In investigating and tackling this issue, we’ve found a set of complementary solutions. These can be used for any sort of project management, from graphic design to rocket ship building.

1. Calculate project timeline based on the distributions of every step

Your overall project completion time is actually a distribution, created by combining the distributions of every step completion time in the project. Once you have an accurate distribution of overall project completion, you know the median time and how likely it is to take longer. Learn more about summing random variables.

This is of course only an option if you have access to good data on how long things take. If you don’t – maybe because your team hasn’t been keeping metrics on project completion, or maybe because you are attempting a project with steps that are completely novel to you – then you should keep in mind how volatile these steps can be, and how likely they are to stretch beyond your estimates.

2. Improve the completion time distribution of all steps

Now we know the overall project completion time is very sensitive to each step’s completion time distribution.

There are two things you can target here: make the step complete faster (have a lower median completion time), and make the step more reliable (a narrower variance in stats speak).

Here are some things you can do to improve both:

  • Streamline internal process (e.g. have internal small edits get done by whoever proposed them rather than waiting on a second person)
  • Have short internal deadlines to keep a big buffer zone before the client deadline
  • Schedule everything by timezone to remove long delays between collaborators
  • Improve client notifications to help them respond faster

3. Selectively improve completion time distribution of steps when project is behind

Since the overall project timeline is the combination of every step, significantly improving the distribution of a few steps’ completions will improve the project timeline. While long tailed step completion distributions mean projects won’t naturally “make up” time, accelerating a couple of steps definitely will make up time.

Thanks to the magic of data, we can monitor all of our projects in fine detail. We flag when they’re getting behind our timeline, and get our project management team to give some extra help.
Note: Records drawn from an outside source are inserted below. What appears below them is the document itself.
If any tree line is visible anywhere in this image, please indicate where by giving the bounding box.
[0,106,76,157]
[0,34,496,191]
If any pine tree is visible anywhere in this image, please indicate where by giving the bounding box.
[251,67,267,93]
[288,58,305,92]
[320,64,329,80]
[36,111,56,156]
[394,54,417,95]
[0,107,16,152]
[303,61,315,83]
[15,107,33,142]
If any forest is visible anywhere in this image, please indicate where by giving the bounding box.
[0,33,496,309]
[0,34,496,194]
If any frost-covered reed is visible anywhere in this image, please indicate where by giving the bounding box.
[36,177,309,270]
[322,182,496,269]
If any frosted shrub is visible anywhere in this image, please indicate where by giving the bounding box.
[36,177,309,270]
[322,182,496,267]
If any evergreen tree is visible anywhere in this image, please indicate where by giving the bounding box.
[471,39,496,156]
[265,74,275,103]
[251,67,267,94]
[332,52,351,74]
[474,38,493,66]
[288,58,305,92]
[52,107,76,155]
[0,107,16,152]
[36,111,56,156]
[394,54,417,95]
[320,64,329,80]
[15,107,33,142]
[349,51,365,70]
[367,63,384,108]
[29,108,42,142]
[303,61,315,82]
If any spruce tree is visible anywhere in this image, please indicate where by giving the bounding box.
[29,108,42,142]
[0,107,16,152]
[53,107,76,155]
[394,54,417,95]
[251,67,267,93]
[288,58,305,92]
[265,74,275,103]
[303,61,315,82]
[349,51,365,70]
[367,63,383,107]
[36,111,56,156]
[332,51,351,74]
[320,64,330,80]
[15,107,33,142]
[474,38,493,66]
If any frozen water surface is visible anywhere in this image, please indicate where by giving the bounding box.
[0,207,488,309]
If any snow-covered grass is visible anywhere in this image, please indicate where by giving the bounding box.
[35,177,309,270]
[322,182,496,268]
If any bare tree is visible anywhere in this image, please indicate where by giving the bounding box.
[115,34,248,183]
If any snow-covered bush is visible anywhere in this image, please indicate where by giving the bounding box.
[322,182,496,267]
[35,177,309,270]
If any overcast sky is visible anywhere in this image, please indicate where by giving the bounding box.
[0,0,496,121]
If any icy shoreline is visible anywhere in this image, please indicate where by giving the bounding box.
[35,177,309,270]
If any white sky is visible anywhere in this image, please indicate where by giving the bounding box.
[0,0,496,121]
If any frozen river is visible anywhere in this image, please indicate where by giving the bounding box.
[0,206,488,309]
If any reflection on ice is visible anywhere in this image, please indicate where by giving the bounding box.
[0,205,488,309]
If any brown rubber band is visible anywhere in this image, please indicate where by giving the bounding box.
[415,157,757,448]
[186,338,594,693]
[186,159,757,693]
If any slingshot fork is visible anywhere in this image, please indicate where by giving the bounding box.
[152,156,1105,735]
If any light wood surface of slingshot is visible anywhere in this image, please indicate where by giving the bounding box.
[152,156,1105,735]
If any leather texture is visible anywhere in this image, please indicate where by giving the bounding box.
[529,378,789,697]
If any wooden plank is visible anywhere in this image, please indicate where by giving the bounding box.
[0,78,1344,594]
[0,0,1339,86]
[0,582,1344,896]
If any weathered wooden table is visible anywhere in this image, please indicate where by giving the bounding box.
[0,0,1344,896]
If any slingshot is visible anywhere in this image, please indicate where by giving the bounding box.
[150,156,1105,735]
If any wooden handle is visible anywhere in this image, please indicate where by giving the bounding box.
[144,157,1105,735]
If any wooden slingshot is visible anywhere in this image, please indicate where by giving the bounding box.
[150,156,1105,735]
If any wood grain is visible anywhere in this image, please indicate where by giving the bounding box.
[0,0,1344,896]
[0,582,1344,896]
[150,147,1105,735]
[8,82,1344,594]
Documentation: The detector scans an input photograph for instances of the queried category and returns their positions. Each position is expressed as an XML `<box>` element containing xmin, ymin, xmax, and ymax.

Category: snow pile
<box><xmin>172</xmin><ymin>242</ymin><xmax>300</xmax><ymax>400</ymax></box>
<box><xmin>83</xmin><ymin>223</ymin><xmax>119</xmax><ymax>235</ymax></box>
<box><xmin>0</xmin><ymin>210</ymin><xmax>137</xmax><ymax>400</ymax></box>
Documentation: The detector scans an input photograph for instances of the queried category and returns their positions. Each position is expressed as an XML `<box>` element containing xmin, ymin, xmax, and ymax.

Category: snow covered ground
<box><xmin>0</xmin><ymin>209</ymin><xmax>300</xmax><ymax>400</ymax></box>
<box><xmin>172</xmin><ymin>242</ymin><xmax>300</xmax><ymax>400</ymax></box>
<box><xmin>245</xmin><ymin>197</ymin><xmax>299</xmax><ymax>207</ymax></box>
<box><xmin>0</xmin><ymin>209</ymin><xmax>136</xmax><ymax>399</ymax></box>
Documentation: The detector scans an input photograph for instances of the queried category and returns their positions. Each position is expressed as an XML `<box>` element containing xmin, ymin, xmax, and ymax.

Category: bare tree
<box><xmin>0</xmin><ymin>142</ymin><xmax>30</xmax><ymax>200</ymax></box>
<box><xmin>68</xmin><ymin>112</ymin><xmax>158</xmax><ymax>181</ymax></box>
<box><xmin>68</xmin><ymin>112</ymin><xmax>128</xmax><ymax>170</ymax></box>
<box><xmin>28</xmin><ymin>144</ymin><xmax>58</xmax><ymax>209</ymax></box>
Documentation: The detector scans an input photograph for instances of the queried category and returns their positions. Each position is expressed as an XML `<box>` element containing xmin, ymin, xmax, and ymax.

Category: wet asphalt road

We’ve found that focusing an extra hour of dedicated project management time on a project can roughly reduce median completion time by 88%, and reduce the 95% percentile delivery time by 92%.

May your deadlines be accurate

Unrealistic deadlines don’t help anybody, and this is a situation in which a little knowledge can be a dangerous thing. So, if you do have the data, be careful to use it right. When it comes to timelines, 2+2 does not necessarily equal 4. That is, a step that usually takes 2 hours, and another step that usually takes 2 hours, probably won’t take 4 hours overall. If you assume they will, you’re going to end up with as overly “optimistic” a timeline as someone with no data at all.